Today is the feast of St. Anthony the Great, and you’re reading The Tuesday Pillar Post.
The saint we celebrate today is remembered throughout the Church as the “father of monasticism,” or the “father of all monks,” — and really, he deserves that title.
But Anthony is really the reluctant father of those monks, and that’s worth noting.
Here’s what happened:
Anthony was born in the third century, to a wealthy family of Christians in southern Egypt. When he was 20, his parents died suddenly, leaving Anthony to care for his young sister. But soon after, Anthony was attending the Divine Liturgy, when he heard these words read from the Gospel:
“If you wish to be perfect, go, sell what you have and give to the poor, and you will have treasure in heaven.”
They struck the young man in the heart. He believed they were from the Lord, for him. So he sold or gave away nearly everything he’d inherited from his parents, save for what his sister would need, and he gave the money to the poor.
When next he heard the Gospel read, this was the message: “Do not be anxious about tomorrow.”
Anthony again heard in the Scripture the Lord’s voice. He gave the rest of their stuff away. He got a group of consecrated virgins to agree to take care of his sister. And he left the village, moving into a little cave that once was used as a tomb, doing manual labor to support himself, and modeling his life after an old hermit who lived not far away.

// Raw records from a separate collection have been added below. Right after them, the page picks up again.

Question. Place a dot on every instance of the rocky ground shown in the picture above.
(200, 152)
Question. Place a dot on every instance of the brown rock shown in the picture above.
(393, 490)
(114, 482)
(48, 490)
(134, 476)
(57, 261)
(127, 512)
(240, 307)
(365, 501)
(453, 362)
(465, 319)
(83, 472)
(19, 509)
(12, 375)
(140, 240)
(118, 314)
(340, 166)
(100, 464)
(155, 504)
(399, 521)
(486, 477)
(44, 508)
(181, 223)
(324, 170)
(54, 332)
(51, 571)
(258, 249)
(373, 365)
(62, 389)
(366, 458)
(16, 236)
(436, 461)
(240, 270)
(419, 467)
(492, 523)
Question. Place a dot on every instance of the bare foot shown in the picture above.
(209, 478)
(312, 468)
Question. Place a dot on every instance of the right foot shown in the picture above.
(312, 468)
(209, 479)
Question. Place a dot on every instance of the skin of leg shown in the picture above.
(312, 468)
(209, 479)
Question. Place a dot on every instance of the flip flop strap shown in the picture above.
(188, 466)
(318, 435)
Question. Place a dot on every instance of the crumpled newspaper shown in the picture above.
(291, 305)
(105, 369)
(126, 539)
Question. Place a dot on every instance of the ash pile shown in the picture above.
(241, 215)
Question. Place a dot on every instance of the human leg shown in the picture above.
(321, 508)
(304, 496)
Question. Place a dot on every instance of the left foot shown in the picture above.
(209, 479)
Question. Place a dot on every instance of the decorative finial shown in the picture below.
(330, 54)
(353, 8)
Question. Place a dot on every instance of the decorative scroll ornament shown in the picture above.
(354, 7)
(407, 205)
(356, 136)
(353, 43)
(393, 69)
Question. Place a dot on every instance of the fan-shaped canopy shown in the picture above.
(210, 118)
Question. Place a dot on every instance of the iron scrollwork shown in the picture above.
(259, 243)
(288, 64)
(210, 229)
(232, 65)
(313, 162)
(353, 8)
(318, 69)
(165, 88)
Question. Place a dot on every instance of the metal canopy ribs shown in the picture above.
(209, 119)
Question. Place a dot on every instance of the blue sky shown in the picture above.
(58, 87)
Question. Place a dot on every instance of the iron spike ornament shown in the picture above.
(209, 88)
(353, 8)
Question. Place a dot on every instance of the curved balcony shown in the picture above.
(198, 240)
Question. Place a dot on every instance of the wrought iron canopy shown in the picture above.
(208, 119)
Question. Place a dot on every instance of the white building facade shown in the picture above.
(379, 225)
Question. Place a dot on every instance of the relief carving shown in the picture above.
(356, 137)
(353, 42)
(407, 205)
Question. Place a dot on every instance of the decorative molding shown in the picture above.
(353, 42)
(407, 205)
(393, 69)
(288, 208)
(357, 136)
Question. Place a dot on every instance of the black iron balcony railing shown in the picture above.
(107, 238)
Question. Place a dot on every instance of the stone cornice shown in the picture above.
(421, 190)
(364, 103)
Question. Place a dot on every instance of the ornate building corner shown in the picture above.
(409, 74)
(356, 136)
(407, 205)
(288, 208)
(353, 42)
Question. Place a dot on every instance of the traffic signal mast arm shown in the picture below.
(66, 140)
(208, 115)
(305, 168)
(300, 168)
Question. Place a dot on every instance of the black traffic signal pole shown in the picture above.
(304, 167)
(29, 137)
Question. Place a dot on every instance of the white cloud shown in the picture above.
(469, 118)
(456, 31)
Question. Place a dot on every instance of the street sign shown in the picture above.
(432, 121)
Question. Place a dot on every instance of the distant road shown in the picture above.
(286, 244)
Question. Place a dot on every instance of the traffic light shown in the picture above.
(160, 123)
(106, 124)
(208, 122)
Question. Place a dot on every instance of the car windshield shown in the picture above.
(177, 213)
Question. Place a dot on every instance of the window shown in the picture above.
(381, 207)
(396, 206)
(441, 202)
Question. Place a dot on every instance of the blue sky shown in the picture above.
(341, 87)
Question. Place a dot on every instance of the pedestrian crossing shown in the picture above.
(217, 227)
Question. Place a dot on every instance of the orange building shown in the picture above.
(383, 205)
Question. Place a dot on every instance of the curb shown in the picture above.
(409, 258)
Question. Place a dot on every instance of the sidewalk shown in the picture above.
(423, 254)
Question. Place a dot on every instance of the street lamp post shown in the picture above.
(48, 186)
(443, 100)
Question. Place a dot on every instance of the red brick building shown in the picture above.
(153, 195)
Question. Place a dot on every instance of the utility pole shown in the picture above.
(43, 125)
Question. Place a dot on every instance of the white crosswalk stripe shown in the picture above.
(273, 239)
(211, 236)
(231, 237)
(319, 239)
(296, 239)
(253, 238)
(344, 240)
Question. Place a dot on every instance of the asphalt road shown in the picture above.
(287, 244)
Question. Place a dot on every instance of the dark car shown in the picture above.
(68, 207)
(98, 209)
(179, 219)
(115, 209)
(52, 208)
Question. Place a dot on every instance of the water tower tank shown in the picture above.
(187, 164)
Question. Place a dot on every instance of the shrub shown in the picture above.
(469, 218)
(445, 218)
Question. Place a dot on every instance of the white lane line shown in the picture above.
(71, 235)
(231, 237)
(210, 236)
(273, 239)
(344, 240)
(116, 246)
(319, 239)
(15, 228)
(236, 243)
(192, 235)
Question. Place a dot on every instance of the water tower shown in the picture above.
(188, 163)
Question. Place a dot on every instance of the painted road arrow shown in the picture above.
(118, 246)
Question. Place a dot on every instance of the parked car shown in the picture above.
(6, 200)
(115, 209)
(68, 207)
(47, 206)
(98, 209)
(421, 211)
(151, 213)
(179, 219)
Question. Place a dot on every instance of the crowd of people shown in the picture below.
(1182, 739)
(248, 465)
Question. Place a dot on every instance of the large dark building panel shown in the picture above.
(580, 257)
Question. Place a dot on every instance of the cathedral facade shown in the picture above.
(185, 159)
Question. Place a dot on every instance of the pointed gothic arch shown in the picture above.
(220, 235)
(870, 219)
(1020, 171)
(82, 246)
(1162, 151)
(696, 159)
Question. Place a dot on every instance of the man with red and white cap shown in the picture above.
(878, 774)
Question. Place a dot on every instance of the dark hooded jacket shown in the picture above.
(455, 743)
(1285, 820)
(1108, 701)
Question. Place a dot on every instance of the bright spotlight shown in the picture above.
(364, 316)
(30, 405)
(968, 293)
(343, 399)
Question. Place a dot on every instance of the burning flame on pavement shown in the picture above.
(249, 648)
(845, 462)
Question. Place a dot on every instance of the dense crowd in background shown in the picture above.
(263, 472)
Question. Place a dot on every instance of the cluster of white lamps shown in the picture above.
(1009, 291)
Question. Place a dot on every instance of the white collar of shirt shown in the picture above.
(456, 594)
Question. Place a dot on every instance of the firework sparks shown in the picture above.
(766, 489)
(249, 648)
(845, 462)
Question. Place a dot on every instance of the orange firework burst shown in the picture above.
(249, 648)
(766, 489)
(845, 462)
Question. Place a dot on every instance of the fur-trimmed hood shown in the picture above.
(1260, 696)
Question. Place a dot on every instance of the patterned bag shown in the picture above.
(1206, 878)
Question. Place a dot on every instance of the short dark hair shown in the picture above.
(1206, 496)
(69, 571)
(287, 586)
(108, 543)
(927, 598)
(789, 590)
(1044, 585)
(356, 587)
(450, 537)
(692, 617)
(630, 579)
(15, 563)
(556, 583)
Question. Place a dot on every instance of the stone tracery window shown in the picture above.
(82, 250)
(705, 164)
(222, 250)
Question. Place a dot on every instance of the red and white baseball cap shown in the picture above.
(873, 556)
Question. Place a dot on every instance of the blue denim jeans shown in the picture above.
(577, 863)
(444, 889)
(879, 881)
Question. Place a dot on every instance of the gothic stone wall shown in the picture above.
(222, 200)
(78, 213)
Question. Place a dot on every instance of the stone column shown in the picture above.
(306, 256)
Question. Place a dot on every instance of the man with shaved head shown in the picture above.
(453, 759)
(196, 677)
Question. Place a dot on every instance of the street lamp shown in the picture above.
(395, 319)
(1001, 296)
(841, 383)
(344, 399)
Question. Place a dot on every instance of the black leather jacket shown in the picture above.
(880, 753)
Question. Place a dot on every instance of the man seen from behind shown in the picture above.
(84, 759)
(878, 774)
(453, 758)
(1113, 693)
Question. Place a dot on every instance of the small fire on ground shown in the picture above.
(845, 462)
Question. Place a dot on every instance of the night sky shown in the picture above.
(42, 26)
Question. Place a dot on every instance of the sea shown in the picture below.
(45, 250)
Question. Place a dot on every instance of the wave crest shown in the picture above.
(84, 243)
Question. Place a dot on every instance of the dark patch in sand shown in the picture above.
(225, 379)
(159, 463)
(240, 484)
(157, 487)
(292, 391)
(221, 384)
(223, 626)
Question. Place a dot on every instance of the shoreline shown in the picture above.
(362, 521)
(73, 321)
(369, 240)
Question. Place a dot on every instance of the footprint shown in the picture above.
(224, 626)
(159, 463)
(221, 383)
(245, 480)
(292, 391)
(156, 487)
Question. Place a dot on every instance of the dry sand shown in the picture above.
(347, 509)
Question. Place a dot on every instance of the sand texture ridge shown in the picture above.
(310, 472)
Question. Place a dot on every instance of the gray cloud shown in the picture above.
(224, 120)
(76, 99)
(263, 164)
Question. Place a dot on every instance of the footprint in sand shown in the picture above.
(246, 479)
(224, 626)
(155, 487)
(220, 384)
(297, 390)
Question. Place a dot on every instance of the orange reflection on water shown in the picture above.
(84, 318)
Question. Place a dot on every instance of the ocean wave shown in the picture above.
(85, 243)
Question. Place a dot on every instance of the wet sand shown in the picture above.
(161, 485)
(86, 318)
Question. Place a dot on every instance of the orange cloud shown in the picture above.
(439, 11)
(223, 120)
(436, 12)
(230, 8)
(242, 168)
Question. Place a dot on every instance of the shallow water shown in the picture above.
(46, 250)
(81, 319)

He lived in that cave for 15 years, and spent all of it wrestling with the devil. The temptations Anthony faced might seem familiar: He struggled at first with pride, and with boredom in his desert life, and with lust, most of all. Anthony threw himself into Scripture, prayer and fasting to oppose the temptation. After a long struggle, the devil appeared to him as a child, and Anthony rebuked him.
Anthony spent 15 years living as an ascetic outside his village, and then fled further into the desert, to an abandoned Roman fort, where he lived in prayer for 20 more years, not speaking, and living off bread that people would bring to him. A lot of stuff happened in those 20 years, and people came to know that Anthony was out there in the fort, locked in by himself praying.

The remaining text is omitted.